Who cannot say that we live in a time of change—a time when our decisions and revisions will not shape the future? No one. So when you write a personal, private diary, imagine that someone, years hence, may read it. Imagine your own children reading it, then write for them. If you do, your diary will become more interesting and your insights extensive.

Grammar, Usage and Mechanics (GUM): Reviewing punctuation for complex sentences.

Because I failed to set an alarm, I missed my bus.

I missed my bus because I failed to set an alarm.
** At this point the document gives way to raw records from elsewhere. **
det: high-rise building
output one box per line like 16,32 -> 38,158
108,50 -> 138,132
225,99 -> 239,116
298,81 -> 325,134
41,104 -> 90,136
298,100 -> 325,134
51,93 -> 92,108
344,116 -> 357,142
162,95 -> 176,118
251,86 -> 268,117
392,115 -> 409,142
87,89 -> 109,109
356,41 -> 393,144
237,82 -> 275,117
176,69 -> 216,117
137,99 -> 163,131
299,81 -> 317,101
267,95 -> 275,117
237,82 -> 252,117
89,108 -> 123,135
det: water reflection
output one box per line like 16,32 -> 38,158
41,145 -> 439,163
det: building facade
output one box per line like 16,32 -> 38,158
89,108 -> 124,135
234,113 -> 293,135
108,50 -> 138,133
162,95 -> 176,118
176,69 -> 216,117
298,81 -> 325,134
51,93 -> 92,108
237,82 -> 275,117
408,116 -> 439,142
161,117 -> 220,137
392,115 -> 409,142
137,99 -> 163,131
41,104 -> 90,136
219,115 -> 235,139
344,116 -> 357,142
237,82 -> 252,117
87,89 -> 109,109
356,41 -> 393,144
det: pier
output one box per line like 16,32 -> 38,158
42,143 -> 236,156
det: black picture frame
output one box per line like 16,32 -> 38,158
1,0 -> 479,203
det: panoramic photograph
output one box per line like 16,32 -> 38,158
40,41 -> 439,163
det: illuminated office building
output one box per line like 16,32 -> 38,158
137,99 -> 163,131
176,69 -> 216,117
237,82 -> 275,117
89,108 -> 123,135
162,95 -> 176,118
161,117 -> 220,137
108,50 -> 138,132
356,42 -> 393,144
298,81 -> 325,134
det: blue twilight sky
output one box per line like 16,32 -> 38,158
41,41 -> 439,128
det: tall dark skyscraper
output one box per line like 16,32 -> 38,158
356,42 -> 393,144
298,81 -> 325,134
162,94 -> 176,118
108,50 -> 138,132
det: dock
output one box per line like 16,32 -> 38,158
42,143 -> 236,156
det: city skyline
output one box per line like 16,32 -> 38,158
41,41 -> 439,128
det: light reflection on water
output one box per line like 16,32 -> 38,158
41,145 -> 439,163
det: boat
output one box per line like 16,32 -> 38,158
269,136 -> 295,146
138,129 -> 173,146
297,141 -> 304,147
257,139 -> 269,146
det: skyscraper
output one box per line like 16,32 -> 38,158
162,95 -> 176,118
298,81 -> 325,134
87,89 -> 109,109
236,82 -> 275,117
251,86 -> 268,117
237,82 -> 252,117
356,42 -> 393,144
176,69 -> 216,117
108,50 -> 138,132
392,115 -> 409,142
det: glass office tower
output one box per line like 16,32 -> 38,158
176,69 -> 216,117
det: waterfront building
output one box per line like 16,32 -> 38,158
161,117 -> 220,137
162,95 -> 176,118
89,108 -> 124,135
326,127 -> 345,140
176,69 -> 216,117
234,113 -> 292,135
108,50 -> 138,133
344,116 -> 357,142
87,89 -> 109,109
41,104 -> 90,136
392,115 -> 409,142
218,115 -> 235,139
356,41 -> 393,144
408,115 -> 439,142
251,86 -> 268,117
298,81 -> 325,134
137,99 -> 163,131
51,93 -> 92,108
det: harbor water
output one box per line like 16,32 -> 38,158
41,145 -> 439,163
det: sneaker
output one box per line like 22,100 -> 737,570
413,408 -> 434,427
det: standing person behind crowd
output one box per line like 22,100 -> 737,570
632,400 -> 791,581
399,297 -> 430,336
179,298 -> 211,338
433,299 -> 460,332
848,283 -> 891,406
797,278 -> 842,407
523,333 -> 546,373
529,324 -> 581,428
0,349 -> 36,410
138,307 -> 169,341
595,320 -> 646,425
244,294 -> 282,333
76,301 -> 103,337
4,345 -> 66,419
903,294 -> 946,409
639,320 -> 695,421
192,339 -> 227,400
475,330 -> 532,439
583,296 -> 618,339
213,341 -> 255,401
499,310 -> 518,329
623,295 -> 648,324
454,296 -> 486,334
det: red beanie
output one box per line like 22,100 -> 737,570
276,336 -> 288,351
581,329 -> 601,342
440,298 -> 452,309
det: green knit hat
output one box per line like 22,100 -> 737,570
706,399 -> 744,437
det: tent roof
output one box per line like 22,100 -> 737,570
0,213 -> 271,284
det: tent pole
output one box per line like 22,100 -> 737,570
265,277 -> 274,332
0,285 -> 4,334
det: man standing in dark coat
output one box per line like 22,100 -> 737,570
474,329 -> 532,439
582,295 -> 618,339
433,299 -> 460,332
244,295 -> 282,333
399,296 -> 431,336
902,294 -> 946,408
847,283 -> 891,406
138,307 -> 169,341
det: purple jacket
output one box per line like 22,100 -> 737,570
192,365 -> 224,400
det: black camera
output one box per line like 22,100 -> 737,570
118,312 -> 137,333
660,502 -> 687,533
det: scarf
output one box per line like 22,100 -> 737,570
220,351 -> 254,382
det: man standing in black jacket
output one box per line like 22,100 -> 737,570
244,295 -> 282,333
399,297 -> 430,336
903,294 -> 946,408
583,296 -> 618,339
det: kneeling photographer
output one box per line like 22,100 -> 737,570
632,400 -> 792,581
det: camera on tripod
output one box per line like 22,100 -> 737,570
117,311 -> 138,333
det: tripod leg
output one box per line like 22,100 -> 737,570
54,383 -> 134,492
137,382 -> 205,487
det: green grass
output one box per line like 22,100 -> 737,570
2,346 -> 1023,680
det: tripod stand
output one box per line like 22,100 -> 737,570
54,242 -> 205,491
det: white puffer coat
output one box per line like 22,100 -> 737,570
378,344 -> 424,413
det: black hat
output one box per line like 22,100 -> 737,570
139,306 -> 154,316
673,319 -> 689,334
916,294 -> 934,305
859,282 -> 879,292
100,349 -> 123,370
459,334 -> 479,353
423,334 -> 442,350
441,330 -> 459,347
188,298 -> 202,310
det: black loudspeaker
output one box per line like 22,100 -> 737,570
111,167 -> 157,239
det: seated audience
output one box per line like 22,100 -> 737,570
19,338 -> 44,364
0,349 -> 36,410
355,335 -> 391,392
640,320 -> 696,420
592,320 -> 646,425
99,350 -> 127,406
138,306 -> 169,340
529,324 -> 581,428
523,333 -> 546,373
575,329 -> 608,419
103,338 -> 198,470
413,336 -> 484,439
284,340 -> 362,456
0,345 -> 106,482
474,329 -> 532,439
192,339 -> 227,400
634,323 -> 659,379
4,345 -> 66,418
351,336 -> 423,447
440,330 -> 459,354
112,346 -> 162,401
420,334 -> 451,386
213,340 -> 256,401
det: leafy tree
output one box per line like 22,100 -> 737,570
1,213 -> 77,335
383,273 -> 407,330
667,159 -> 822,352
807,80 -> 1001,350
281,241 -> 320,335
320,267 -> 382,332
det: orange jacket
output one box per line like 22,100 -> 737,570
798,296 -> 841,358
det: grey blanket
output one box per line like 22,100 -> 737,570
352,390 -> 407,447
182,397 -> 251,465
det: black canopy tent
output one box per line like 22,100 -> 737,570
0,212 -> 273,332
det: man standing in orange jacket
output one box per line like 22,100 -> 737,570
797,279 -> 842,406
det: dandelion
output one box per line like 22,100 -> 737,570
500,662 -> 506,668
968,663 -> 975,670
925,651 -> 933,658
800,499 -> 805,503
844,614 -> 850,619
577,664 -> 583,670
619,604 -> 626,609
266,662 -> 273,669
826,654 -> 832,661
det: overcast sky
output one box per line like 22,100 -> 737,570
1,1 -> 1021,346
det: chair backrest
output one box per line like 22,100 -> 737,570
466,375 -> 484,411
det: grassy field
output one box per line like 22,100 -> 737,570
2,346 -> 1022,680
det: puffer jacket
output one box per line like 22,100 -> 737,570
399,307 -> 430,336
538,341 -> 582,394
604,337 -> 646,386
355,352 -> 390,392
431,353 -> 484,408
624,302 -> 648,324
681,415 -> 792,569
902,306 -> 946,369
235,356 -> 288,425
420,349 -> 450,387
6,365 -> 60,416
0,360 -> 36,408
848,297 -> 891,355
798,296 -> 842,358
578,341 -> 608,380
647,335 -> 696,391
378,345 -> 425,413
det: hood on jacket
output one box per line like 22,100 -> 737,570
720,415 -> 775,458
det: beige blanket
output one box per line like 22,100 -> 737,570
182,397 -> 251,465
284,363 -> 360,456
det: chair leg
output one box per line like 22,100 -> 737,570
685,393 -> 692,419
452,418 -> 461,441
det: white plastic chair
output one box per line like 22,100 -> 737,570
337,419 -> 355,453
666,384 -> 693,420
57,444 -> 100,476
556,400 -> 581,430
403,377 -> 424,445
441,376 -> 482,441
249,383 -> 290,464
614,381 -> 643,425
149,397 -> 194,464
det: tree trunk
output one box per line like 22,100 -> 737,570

The two sentences above are complex sentences consisting of a dependent clause (because I failed to set an alarm) and an independent clause (I missed the bus). The two sentences show you what the punctuation rule is: if the dependent clause precedes the independent clause, use a comma at the end of the dependent clause. On the other hand, if the dependent clause follows the independent one, use no comma to separate the clauses.

Reading Challenge:

To read three classic diaries, two nonfiction and the other fiction, try:

1. The Diary of Samuel Pepys, a Restoration official who witnessed the restoration of King Charles and the Great Fire of London, 1666
2. Eaters of the Dead by Michal Crichton, a novel created from Ibn Fadlan’s diary about his time among the Vikings
3. Journal of the Plague Year by Daniel Defoe, a researched, but fictionalized account of the Plague’s effects upon a city and people

Writing Challenge
:

Begin a diary with an audience in mind. Write so that some future anthropologist will understand your reactions to your time and your contributions to the future.